Todas las composiciones son de Santiago, quien se encargó de todos los sonidos del disco: voces, guitarras y silbidos. Esos elementos aparecen en distintas densidades: hay una pieza de voz a capela, otra para guitarra sola, pero también hay un surco con ocho voces superpuestas y diez guitarras. Las guitarras siempre están afinadas más graves que lo estándar, en particular las bordonas, de ahí ese efecto envolvente, profundo, a medio camino entre una guitarra y un bajo.
Hay un referente estilístico notorio y muy presente en todo el disco: el blues. Se hace sentir en las inflexiones de guitarra, en algunas de las técnicas y sonoridades de toque. Pero no se trata, ni de lejos, de un disco de blues. Este género, cuando asoma, está abstraído en esos rasgos sonoros o en otras características muy genéricas (la visceralidad y emotividad, la flexibilidad rítmica, la elemental sencillez de la mayoría de los materiales).
Buena parte de los surcos tienen muy poca articulación formal, es decir, constituyen un bloque homogéneo de comportamientos, textura, ámbito armónico. El caso más radical en este sentido es “9 cuerdas”, que consiste en un mismo acorde machacado sobre un ritmo ternario durante tres minutos. El único gran evento en esa pieza es el desinfle que funciona como gesto conclusivo. La impresión global de este tema es la de un golpe concentrado de energía primaria. Pero si cambiamos el foco de lo macro a lo micro, podemos ver que ese bloque hierve en microeventos: pequeñas variaciones rítmicas en alguna de las guitarras, desencuentros, determinada nota que de pronto se destaca más que otra, los efectos caóticos de la sumatoria de armónicos, los matices infinitos de los uñazos contra las cuerdas.
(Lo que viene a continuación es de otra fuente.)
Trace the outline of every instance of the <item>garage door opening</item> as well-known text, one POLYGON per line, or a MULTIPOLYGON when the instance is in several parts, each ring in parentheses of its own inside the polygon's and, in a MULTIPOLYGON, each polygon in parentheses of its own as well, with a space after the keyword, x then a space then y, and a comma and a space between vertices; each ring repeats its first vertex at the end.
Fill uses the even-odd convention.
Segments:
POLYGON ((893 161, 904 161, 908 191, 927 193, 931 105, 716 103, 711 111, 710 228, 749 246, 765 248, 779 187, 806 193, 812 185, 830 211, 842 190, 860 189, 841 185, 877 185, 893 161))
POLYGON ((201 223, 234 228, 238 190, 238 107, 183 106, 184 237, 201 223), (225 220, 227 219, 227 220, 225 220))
En el texto que acompaña el fonograma se recomienda escucharlo con auriculares: el impacto realmente se multiplica con una escucha de calidad, que permite zambullirse más plenamente en los matices sonoros, y además valorar mejor los juegos con el estéreo. Leo Maslíah una vez se refirió, a propósito de Los que Iban Cantando, a una dimensión “concreta” de la música, en que las ocurrencias específicas e intransferibles de una ejecución o grabación en particular tienen tanta importancia como lo “abstracto” (es decir, la estructura melódico-armónica). Maslíah lo señalaba como una característica especial de aquel grupo, que había tenido muy pocos seguidores. De pronto esa dimensión aparece con mucha fuerza y destaque en la música de Matador, así como en la de algunos de sus compañeros de generación.
No todos los surcos son tan radicalmente escuetos como “9 cuerdas”. Hay también composiciones extensas, que merodean los diez minutos, y que están integradas por una sucesión de ideas o estados, con recapitulaciones, variantes, etcétera. La música está en las antípodas de lo “tecno”, en el sentido de que nada es mecánico, y la precisión maquinal, matemática, está casi agresivamente evitada. Santiago tiene tremenda técnica guitarrística, y sigue la escuela de Carlevaro. Sin embargo, mientras Carlevaro tenía una preocupación obsesiva con la limpieza, con borrar los rastros físicos de la producción de sonido, aquí esos rasgos, la “suciedad”, se ubican en el centro de la atención.
La mayoría de los temas están cantados, pero no son propiamente canciones. Rara vez se escucha una palabra en castellano: el material fonético es abstracto, o de tipo “idioma inventado”, a veces sugiriendo algún canto tribal o “étnico” imaginario, con una enorme variedad de emisiones que Santiago realiza con habilidad, soltura, intensidad y mucho goce en la exploración de sonoridades.
Santiago Bogacz está yendo a estudiar a Alemania, y su último toque en Uruguay este año será el martes 12 a las 21 horas en Solitario Juan (Rodó 1830). Será compartido con Portillo, otro excelente músico de esa generación y barra.
- Matador, edición del intérprete, sin número, 2016.